Politique : Acquisitions et lois de la concurrence

Cet Article est la traduction d'une annonce officielle publiée par Google.

Comme nous l’avons déjà dit par le passé, nous comprenons que la croissance de Google suscite de plus en plus de questions sur le fonctionnement de notre business. Nous sommes conscients des responsabilités qui sont les notres, et nous sommes toujours à l’écoute d’idées susceptibles de nous aider à nous améliorer.

L’éditorialiste du Washington Post Steve Pearlstein publie aujourd’hui (le 15 décembre) un article sur les acquisitions de Google et les lois de la concurrence. Je me permet de partager certaines de mes reflexions sur cet article.

Toutes les entreprises font des choix « construire vs. acheter ». Pearlstein déclare qu’il n’a aucun problème avec la croissance naturelle de Google, mais que nous ne devrions pas être autorisés à faire des acquisitions dans des nouveaux marchés. Ce n’est pas comme cela que nous (et d’autres entreprises) appréhendons cette problématique. Il est parfois possible de développer un nouveau produit en interne ; d’autres fois, l’entreprise choisit d’accélérer le lancement d’un produit en rachetant une autre entreprise. Microsoft a acheté Powerset en 2008 afin d’intégrer la technologie à son moteur de recherche Bing. Amazon a acheté Zappos en 2009 au lieu de développer sa propre boutique en ligne. Le projet de loi Hart-Scott-Rodino garanti que les acquisitions de cette nature ne soient pas entérinées si elles menacent la compétition ou les consommateurs, et c’est le cas.

Nous sommes en compétition avec d’autres entreprises pour les acquisitions. Pearlstein craint que les acquisitions effectuées par Google empêchent les entreprises ciblées d’être à la place acquises par Microsoft, Apple, ou Facebook. Mais ces entreprises ont non seulement une réserve conséquence d’argent liquide, mais sont aussi en compétition avec nous pour acquérir des entreprises de pointe. En 2007, Google a acheté DoubleClick, mais Microsoft a ensuite dépensé deux fois plus pour acquérir aQuantive et Yahoo a acheté Right Media. Toutes les entreprises matures rachètent régulièrement d’autres entreprises pour se lancer sur de nouveaux marchés.

Les acquisitions sont en règles générale positives pour les consommateurs et pour l’économie. La loi est destinée à protéger les consommateurs, pas les concurrents, et nos acquisitions sont à l’origine d’énormes bénéfices pour les consommateurs. Notre acquisitions de Keyhole en 2004 a conduit à la création de Google Earth, qui a fournit pour la première fois de l’imagerie satellite gratuite pour tous. En 2005, notre acquisition d’Android a conduit à la création du système d’exploitation mobile Android, qui a introduit plus de concurrence et d’ouverture dans le marché des smartphones. Pour les startups, se faire racheter est souvent la voie vers le succès. Empêcher les grosses entreprises de procéder à des acquisitions ne feraient que priver les startups d’un nouvel investisseur. Vous ne pouvez pas être à la fois pro-croissance et anti-acquisitions.

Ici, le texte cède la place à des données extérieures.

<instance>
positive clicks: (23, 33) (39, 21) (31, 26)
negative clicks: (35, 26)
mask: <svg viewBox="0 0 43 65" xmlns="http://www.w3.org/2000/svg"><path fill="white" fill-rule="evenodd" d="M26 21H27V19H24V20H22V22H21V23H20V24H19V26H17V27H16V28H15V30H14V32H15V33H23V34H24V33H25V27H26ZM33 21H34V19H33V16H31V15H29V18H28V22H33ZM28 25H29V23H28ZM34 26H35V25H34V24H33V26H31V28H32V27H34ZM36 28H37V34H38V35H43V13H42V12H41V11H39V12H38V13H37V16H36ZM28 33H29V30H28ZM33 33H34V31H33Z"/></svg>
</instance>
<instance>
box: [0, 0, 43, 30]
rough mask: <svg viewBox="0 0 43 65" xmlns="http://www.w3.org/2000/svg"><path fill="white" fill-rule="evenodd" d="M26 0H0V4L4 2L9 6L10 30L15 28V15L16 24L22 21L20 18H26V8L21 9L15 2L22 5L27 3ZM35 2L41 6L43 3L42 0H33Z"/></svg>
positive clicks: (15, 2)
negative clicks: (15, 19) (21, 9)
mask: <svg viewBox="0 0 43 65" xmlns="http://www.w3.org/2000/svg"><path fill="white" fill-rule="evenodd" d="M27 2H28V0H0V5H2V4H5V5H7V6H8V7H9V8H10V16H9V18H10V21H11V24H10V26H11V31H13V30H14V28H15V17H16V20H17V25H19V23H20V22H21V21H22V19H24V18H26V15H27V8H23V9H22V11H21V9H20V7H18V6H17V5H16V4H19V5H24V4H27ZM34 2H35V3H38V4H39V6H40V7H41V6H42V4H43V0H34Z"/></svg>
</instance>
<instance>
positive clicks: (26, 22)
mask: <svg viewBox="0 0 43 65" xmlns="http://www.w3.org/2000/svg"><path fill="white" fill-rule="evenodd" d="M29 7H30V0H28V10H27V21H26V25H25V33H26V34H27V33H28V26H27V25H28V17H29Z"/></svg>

La justice et les régulateurs reconnaissent l’efficacité des fusions dans les nouveaux marchés. Ils ont également approuvé plusieurs accords dans lesquels le leader d’un marché a acquis le leader d’un autre marché. Il y a par exemple eu l’acquisition de Siebel par Oracle, celle de Audible par Amazon, et celle de Macromedia par Adobe. Chaque entreprise étaient leader dans son marché, et toutes ces fusions ont été approuvées.

Ce ne sont pas des problématiques simples, et nous n’envions pas la position des régulateurs du gouvernement qui doivent les gérer ! Toutefois, la majorité des observateurs seront d’accord pour dire que les lois de la concurrence sont relativement durables et que les tribunaux ont jusqu’à présent fait du bon boulot pour appliquer la loi aux nouveaux produits et aux nouvelles technologies. De notre côté, nous continuerons à faire en sorte que nos pratiques commerciales reflètent notre engagement à concourir de manière juste et droite.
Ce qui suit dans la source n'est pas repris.